When you fit a straight line to data with any of the usual textbook methods, you are assuming a model, which is that before measurement errors, the true quantities lie along a straight line with zero intrinsic scatter and no outliers. This is hardly ever the case. Because people take fitting a straight line for granted, they don’t think of it as a model assumption.

There are relatively simple ways of including terms in the model to account for intrinsic scatter, and slightly more sophisticated ways of including a term that represents a percentage of outliers. People should be using these more often. That is a lot of what Hogg’s paper is about.

For an example of how to do fitting with intrinsic scatter, that includes code, see B. Kelly, 2007, ApJ, 665, 1489.

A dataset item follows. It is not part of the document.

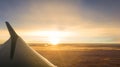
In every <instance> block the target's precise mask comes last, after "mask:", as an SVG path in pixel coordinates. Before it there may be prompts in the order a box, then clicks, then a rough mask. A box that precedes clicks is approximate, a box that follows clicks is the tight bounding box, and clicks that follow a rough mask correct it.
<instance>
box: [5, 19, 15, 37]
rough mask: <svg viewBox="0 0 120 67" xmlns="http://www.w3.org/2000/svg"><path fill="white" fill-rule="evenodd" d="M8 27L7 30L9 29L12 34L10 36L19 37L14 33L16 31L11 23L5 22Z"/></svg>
mask: <svg viewBox="0 0 120 67" xmlns="http://www.w3.org/2000/svg"><path fill="white" fill-rule="evenodd" d="M5 23H6V25H7V28H8V31H9V33H10V36H11V37H14V36H17V34H16V32H15V31H14V29H13V28H12V27H11V25H10V24H9V22H7V21H6V22H5Z"/></svg>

One of the reasons people should worry about this is that there is a tendency in the community to just grab a fitting method out of Isobe et al 1990, especially bisector fits, and some of those methods have poor statistical justification, especially bisector fits. For ex, buried in a paper I have written on Tully-Fisher, there is a discussion of how, when you have lots of intrinsic scatter and a selection limit, bisector fits can give you a very wrong answer. Kelly 2007 works a fit method out more rigorously than I did.